回頭再看看LightsService的初始化,LightsService的構造方法如下:
public class LightsService extends SystemService {
public LightsService(Context context) {
super(context);
mNativePointer = init_native();
for (int i = 0; i < LightsManager.LIGHT_ID_COUNT; i++) {
mLights[i] = new LightImpl(i);
}
}
}
上文提到的LightImpl數組mLights就是在LightsService中被初始化了,這裏會根據LightsManager.LIGHT_ID_COUNT的總數循環生成LightImpl的實例保存在mLights數組中。這裏的LightsManager.LIGHT_ID_COUNT的值是8,代碼如下:
public abstract class LightsManager {
public static final int LIGHT_ID_BACKLIGHT = 0;
public static final int LIGHT_ID_KEYBOARD = 1;
public static final int LIGHT_ID_BUTTONS = 2;
public static final int LIGHT_ID_BATTERY = 3;
public static final int LIGHT_ID_NOTIFICATIONS = 4;
public static final int LIGHT_ID_ATTENTION = 5;
public static final int LIGHT_ID_BLUETOOTH = 6;
public static final int LIGHT_ID_WIFI = 7;
public static final int LIGHT_ID_COUNT = 8;
public abstract Light getLight(int id);
}
從LIGHT_ID_BACKLIGHT到LIGHT_ID_WIFI共8個,這裏是否表示8個led呢,後文在論述清楚。回到LightsService的構造方法,調用了init_native()方法,當然,熟悉Android架構的都清楚,其它硬件的服務和LightsService一樣,都有這麼一個過程。目的就是LightsService啓動時,調用init_native()初始化硬件,也就是軟硬件的通道在init_native()這個方法中打通。init_native()是一個native方法,對應的JNI接口是:
static jlong init_native(JNIEnv* /* env */, jobject /* clazz */)
{
int err;
hw_module_t* module;
Devices* devices;
devices = (Devices*)malloc(sizeof(Devices));
err = hw_get_module(LIGHTS_HARDWARE_MODULE_ID, (hw_module_t const**)&module);
if (err == 0) {
......
devices->lights[LIGHT_INDEX_NOTIFICATIONS]

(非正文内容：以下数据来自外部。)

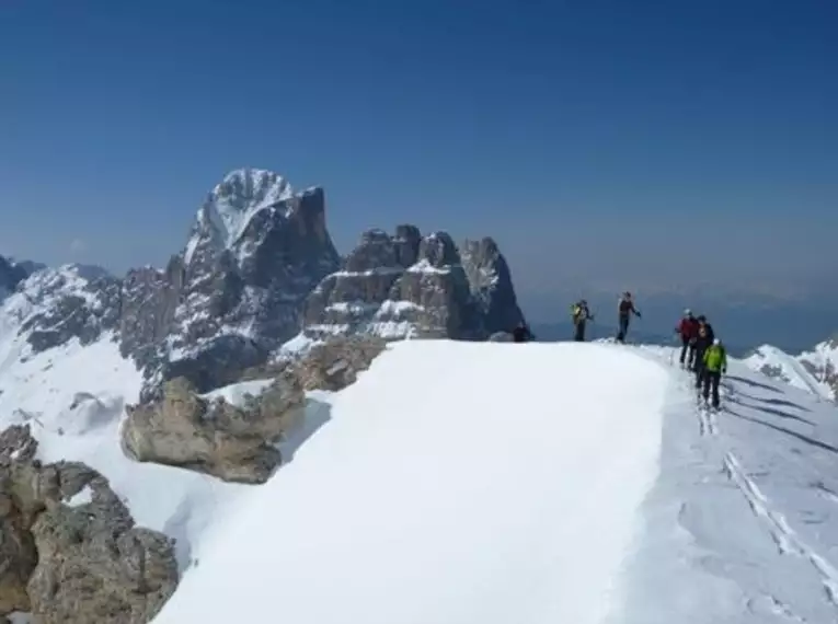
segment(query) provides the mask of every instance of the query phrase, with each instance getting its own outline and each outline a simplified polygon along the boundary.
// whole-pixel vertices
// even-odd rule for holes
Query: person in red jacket
[[[684,311],[684,317],[675,331],[681,337],[681,368],[686,360],[687,368],[692,370],[696,365],[696,342],[698,340],[699,322],[692,315],[691,310]]]

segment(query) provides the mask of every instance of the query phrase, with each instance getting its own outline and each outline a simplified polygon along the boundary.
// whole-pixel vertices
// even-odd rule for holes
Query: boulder
[[[0,434],[0,616],[150,622],[177,586],[172,542],[135,527],[100,473],[36,449],[28,426]]]
[[[372,336],[336,337],[312,347],[292,370],[306,390],[337,392],[355,383],[386,346]]]
[[[184,378],[163,385],[160,400],[128,406],[122,443],[140,462],[181,466],[223,481],[264,483],[282,461],[274,442],[305,415],[299,379],[283,371],[248,405],[199,396]]]

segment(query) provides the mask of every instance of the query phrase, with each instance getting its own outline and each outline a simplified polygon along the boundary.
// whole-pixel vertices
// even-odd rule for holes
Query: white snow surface
[[[32,354],[35,294],[0,309],[0,429],[177,539],[158,624],[838,621],[838,411],[805,381],[732,360],[715,414],[669,348],[395,343],[232,485],[127,459],[140,373],[111,336]]]
[[[762,345],[746,357],[745,362],[767,377],[780,379],[815,396],[834,400],[835,390],[823,378],[816,377],[815,370],[823,371],[827,366],[834,369],[834,362],[838,361],[836,355],[835,347],[829,343],[822,343],[813,351],[796,357],[771,345]]]
[[[294,188],[277,173],[261,169],[241,169],[228,173],[198,210],[198,223],[210,228],[221,246],[231,249],[241,239],[251,219],[261,210],[294,197]],[[193,235],[186,244],[184,261],[200,242]]]
[[[25,336],[0,330],[0,430],[30,424],[39,460],[81,461],[104,474],[138,524],[177,540],[179,565],[186,569],[216,515],[246,486],[123,454],[119,427],[125,405],[139,396],[141,375],[111,338],[34,355]],[[68,504],[85,501],[80,493]]]

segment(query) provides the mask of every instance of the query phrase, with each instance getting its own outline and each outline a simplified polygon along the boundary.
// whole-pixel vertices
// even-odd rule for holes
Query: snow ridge
[[[200,236],[208,236],[222,249],[231,249],[260,211],[291,197],[291,185],[278,173],[262,169],[228,173],[198,210],[197,231],[186,245],[184,262],[187,265],[192,262]]]

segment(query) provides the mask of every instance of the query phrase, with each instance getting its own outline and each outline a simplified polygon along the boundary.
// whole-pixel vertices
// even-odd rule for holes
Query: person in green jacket
[[[710,398],[710,392],[713,393],[712,406],[719,409],[719,383],[722,381],[722,374],[727,372],[727,354],[724,345],[716,338],[713,344],[704,351],[704,388],[703,395],[707,403]]]

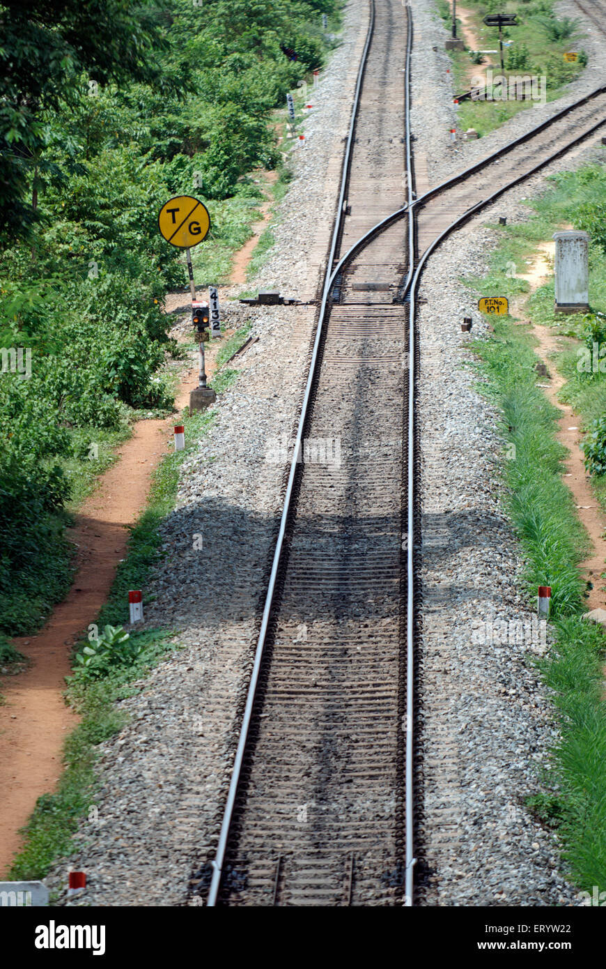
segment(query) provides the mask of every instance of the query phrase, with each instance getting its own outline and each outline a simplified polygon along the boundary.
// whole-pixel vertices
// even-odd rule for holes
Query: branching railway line
[[[308,453],[329,453],[291,465],[209,905],[390,904],[406,891],[401,224],[338,263],[406,198],[406,24],[397,0],[371,18],[298,434]]]
[[[416,286],[606,121],[600,88],[414,200],[409,11],[371,9],[209,906],[412,904]]]

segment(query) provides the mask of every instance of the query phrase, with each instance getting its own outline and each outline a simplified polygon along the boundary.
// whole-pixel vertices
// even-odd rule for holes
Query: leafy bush
[[[591,475],[606,474],[606,417],[591,422],[581,444],[585,453],[585,467]]]
[[[572,40],[578,35],[580,29],[578,17],[539,16],[536,20],[549,40],[554,42]]]
[[[510,47],[505,60],[507,71],[526,71],[530,66],[529,48],[524,44],[517,47]]]
[[[76,673],[83,679],[99,679],[112,667],[130,666],[140,654],[140,641],[129,642],[129,633],[122,626],[105,626],[101,636],[76,654]]]

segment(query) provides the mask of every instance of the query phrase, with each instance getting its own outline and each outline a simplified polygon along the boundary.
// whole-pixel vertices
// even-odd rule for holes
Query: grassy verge
[[[584,210],[580,200],[588,203],[588,192],[593,192],[600,178],[599,171],[591,169],[557,176],[555,188],[533,203],[533,218],[502,230],[489,274],[481,281],[468,280],[469,284],[481,296],[515,297],[524,292],[527,284],[508,276],[507,265],[523,261],[532,251],[532,241],[550,238],[562,221],[578,226],[588,218],[591,203]],[[591,273],[596,274],[599,299],[604,286],[602,260],[603,251],[593,252]],[[551,306],[553,284],[530,299],[530,319],[549,323],[550,313],[554,316]],[[606,889],[606,638],[601,628],[582,618],[586,585],[578,566],[588,537],[561,480],[565,452],[556,440],[558,412],[536,386],[534,340],[528,327],[508,318],[492,322],[494,334],[475,341],[473,349],[481,390],[502,415],[505,509],[524,553],[529,599],[536,594],[537,585],[552,587],[555,643],[538,666],[553,690],[561,739],[552,751],[543,790],[529,798],[528,806],[544,824],[557,828],[568,877],[591,893],[593,886]],[[560,318],[554,326],[571,328],[573,340],[579,324]],[[563,359],[565,362],[565,355]],[[574,380],[564,393],[577,403],[585,400],[590,411],[599,406],[606,378],[599,391],[595,387],[576,391]]]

= get_device(module, LIGHT_ID_NOTIFICATIONS);
......
} else {
memset(devices, 0, sizeof(Devices));
}
return (jlong)devices;
}
這個函數定義在文件frameworks/base/services/core/jni/com_android_server_lights_LightsService.cpp中。
init_native()中首先調用了hw_get_module()函數,這個函數就是打開硬件設備,這個是函數的實現過程在hardware/libhardware/hardware.c中,對Android HAL熟悉的讀者,應該很熟悉這個過程,本文也不往下贅述這個過程了。然後通過調用get_device()函數取得返回值賦值Devices的變量lights,get_device()的一個參數是LIGHT_ID_NOTIFICATIONS,這和上文中LightsManager的8個led id是對應的。Devices的變量lights的實質是:
struct Devices {
light_device_t* lights[LIGHT_COUNT];
};
light_device_t定義在hardware/libhardware/include/hardware/lights.h文件中。回到init_native()函數,接着看get_device()這個函數:
static light_device_t* get_device(hw_module_t* module, char const* name)
{
int err;
hw_device_t* device;
err = module->methods->open(module, name, &device);
if (err == 0) {
return (light_device_t*)device;
} else {
return NULL;
}
}
通過module->methods->open()打開硬件設備,這個過程本文就不再贅述了。打開設備通道後,取得light_device_t,保存在Devices的數組lights中,這和LightsService上文中的LightImpl的數組mLights也是對應的關係。
通過LightsService啓動led
APP雖然不能直接驅動led,但是led一般也是爲Android的Notification所使用,所以APP發起一個通知,led也會閃爍。本文就從Android的notification入手,分析驅動led的過程。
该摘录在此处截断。